Does every child need Phase 1 orthodontic treatment?

No. Most orthodontic problems can be addressed with a single phase of treatment in the early teen years once all permanent teeth have erupted. Phase 1 is recommended only when there is a clear benefit to treating during the growth period, such as correcting a crossbite, creating space for blocked permanent teeth, or reducing the risk of trauma to protruding front teeth. Many children evaluated at age 7 are placed on a monitoring schedule rather than starting treatment.

Will my child still need braces after Phase 1?

In most cases, yes. Phase 1 addresses the underlying structural issue but does not fully align all the permanent teeth, many of which have not yet erupted. Phase 2 treatment with braces or aligners is typically needed once enough permanent teeth are in to fine-tune alignment and bite. Phase 2 may be shorter or less involved than it would have been without Phase 1.

Does a palatal expander hurt?

Most children experience pressure or mild soreness for the first few days after placement and after each turn of the expansion screw.
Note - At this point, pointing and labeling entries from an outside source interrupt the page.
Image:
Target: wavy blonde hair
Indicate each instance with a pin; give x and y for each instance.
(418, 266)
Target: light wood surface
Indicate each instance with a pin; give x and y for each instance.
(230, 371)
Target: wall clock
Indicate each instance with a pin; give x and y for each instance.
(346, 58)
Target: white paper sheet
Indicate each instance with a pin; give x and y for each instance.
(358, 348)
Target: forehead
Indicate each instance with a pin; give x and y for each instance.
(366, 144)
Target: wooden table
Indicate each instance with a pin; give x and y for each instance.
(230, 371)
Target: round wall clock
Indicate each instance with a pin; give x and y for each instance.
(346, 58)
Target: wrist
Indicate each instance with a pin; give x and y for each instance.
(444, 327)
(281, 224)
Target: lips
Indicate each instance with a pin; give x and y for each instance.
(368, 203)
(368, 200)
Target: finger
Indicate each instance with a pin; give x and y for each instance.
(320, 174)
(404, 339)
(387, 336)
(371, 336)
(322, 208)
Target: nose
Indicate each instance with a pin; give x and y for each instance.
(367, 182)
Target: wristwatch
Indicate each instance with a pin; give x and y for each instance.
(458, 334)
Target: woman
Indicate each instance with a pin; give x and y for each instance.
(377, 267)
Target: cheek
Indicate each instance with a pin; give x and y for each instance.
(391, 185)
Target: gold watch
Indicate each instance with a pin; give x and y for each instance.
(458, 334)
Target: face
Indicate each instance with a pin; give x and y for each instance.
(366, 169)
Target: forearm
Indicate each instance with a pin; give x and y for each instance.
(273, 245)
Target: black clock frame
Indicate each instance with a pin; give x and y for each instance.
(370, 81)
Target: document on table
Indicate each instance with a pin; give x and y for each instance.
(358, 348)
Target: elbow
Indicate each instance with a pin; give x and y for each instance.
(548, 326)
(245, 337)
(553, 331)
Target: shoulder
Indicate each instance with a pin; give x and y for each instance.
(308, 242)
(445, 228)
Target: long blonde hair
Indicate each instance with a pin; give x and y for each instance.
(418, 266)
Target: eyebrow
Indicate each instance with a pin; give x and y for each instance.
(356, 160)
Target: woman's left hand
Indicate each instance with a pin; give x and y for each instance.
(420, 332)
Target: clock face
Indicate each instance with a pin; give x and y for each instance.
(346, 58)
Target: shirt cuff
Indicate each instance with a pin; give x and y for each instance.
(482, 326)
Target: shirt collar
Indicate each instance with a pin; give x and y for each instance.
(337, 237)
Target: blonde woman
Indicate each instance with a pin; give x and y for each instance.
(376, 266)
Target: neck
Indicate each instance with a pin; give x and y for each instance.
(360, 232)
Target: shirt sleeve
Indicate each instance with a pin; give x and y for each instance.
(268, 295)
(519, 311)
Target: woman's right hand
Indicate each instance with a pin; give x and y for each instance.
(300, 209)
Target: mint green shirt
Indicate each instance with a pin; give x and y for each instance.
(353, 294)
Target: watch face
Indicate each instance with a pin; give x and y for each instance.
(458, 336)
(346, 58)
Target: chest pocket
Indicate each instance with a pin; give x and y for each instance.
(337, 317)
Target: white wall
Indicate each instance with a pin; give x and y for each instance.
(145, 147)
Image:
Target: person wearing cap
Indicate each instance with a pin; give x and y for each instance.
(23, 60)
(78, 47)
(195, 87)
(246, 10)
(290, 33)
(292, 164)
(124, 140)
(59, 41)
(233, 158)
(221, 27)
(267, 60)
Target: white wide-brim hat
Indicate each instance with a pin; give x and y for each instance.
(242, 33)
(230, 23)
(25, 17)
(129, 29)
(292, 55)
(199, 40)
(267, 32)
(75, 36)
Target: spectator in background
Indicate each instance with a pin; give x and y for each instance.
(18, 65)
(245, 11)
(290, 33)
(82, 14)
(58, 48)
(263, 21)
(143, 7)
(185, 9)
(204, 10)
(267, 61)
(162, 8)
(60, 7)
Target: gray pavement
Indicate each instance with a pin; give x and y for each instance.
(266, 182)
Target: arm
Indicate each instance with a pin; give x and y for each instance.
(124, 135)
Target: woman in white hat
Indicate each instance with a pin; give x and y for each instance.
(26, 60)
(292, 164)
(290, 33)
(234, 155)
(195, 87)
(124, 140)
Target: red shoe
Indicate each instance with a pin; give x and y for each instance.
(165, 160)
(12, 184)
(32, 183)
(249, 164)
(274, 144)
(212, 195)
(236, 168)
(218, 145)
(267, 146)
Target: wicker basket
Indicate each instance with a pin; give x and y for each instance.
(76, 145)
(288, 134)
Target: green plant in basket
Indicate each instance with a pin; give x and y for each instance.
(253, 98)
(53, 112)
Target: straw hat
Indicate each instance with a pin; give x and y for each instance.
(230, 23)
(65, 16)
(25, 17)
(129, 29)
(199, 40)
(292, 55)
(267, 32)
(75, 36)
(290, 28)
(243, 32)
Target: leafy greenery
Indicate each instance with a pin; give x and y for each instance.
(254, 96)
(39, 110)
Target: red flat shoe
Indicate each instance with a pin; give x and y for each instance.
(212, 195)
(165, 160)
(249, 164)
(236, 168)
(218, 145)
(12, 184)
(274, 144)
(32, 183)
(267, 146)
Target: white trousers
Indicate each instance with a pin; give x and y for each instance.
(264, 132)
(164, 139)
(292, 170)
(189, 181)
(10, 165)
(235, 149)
This discomfort is typically manageable with over-the-counter pain relievers and fades within a day or two. A temporary gap may appear between the upper front teeth during expansion, which is normal and indicates the appliance is working. The gap usually closes on its own.

How do I know if my child needs early orthodontic treatment?

An orthodontic evaluation by age 7 is the best way to find out. Signs that may indicate a need for early treatment include a visible crossbite, protruding upper front teeth, an underbite, significant crowding of erupting permanent teeth, difficulty biting or chewing, and persistent thumb sucking past age 5. The orthodontist will evaluate your child and recommend treatment only if early intervention provides a clear benefit.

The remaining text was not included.